By James Rufus Koren, Staff Writer
Created: 03/31/2011 11:44:13 AM PDT

Local school district leaders say it looks like they’ll have to implement their worst-case-scenario budgets because no deal is in place for the state to bring in more tax revenue.

The San Bernardino City Unified School District will have to cut $25million from next year’s budget. Fontana Unified will have to cut nearly that much. District leaders say they planned for these cuts, but that doesn’t make them easier to swallow.

“In terms of preparedness, the board took responsibility and they made reductions based on the worst-case scenario,” said Cali Olsen-Binks, superintendent of the Fontana Unified School District. “But the additional (cuts) are devastating.”
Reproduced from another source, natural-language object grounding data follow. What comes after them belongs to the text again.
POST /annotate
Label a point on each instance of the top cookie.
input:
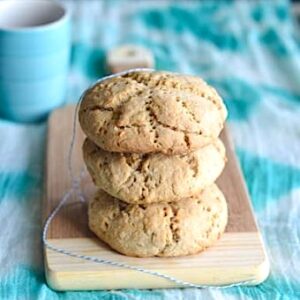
(144, 112)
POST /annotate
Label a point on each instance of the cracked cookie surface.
(144, 112)
(156, 177)
(159, 229)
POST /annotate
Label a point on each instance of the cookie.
(159, 229)
(154, 177)
(144, 112)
In January, Gov. Jerry Brown presented a budget plan that made smaller cuts to public schools and called for a special June election in which voters would be asked to approve extending a set of tax increases. Brown said if the tax extensions weren’t approved, schools would see deep cuts.
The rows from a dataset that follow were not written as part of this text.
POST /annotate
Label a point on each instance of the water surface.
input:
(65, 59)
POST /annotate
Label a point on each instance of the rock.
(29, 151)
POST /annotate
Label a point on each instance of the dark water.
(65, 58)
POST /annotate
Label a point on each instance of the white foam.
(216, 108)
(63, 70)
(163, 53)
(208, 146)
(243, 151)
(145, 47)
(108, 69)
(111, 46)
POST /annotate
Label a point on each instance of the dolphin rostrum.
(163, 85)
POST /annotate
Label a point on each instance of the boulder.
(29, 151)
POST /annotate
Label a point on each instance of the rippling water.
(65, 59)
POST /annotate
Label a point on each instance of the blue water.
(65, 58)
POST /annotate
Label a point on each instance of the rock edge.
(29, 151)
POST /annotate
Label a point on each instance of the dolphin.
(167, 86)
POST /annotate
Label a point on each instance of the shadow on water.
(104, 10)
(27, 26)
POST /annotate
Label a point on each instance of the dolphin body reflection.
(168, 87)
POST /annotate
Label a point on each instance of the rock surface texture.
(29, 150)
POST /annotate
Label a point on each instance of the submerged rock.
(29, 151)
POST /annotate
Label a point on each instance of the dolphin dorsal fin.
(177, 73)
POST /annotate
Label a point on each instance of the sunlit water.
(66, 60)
As school district leaders put together their budgets for the coming year, most created two spending plans: one assuming voters would approve the tax increases and one assuming the tax measures would fail or never come to a vote. Legislative leaders said this week there won’t be a vote in June.

While officials in most local school districts say they are prepared for the worst, they also say there’s a chance – albeit a slim one – that schools will be spared.

“At any point, the governor and Legislature could decide to take the money from someplace else,” said Danny Tillman, president of the San Bernardino City Unified board.

But he added, “I’ve never been that hopeful.”

The San Bernardino school board in February approved $25million in cuts, including laying off teachers and administrators, increasing class sizes and calling for a 5percent pay cut for all district employees.

Had the tax measures made it to the ballot and been approved, the district would have had to cut only $9million, meaning many of the approved cuts could have been undone. Now, as it appears increasingly likely, the district will have to cut all $25million.

“We have to take action,” Tillman said. “We only budget to spend the money we get from the state.”